4.3 Runtime Production

Add a guard at every entry point that accesses the potentially-None variable. Emit a structured warning when the guard triggers — this makes the None state visible before it causes a crash:

import logging
import functools
from typing import Callable, TypeVar, Any

logger = logging.getLogger(__name__)

F = TypeVar("F", bound=Callable[..., Any])
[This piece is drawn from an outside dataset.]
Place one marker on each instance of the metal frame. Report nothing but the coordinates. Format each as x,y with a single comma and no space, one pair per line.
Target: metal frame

def require_model(method: F) -> F:
    """
    Decorator that guards any ModelServer method requiring self.model to be loaded.

    If self.model is None, raises ModelUnavailableError with a diagnostic message
    instead of allowing AttributeError to propagate.
    """
    @functools.wraps(method)
    def wrapper(self, *args, **kwargs):
        if self.model is None:
            logger.error(
                "ModelServer.%s called with self.model=None. "
                "The model was reset but not reinitialized. "
                "This indicates a failed reload or an incomplete recovery path. "
                "Server state: reset_count=%d last_reset_at=%s",
                method.__name__,
                getattr(self, "_reset_count", "unknown"),
                getattr(self, "_last_reset_at", "unknown"),
            )
            raise ModelUnavailableError(
                f"Model is not loaded. Cannot execute {method.__name__}(). "
                "The server is in an error recovery state. "
                "Retry after the recovery window or check server health endpoint."
            )
        return method(self, *args, **kwargs)
    return wrapper  # type: ignore[return-value]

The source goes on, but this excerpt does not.